Helicobacter pylori infection in Africa: Pathology and microbiological diagnosis
AbstractHelicobacter pylori is a microaerophilic motile curve rod that inhabits the gastric mucosa of the human stomach. The organism chronically infects billions of people worldwide and is one of the most genetically diverse of bacterial species. Infection with the bacterium which leads to chronic gastritis, peptic ulceration, gastric cancers and gastric MALT lymphoma has been reported to follow a pattern linked to geographic and socio-demographic factors.
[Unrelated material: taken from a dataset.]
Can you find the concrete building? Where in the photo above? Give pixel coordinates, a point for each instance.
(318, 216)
However; the infection rate in various populations does not parallel the incidence of morbidity caused by the infection. This has been termed by a number of authors as the ‘African enigma’ based on an apparently low incidence of gastric carcinoma and other H. pylori-associated morbidities in the continent of Africa. There are various techniques employed to detect H. pylori from specimens. These tests may be invasive or non-invasive. Endoscopy and gastric
mucosal biopsy, microscopic examination of histological sections, PCR and rapid urease test are forms of invasive test that could be used. Non-invasive tests such as Urea Breath Test (UBT) make use of the
ability of the organism to produce urease; enzyme linked immunosorbent Assay (ELISA), H. pylori stool antigen test, and latex agglutination tests are important non-invasive serological approaches employed to detect the presence of antibody or antigen from a specimen. H. pylori is a very fastidious bacterium. Restraint should therefore be exercised to allow for efficient performance of some of these techniques.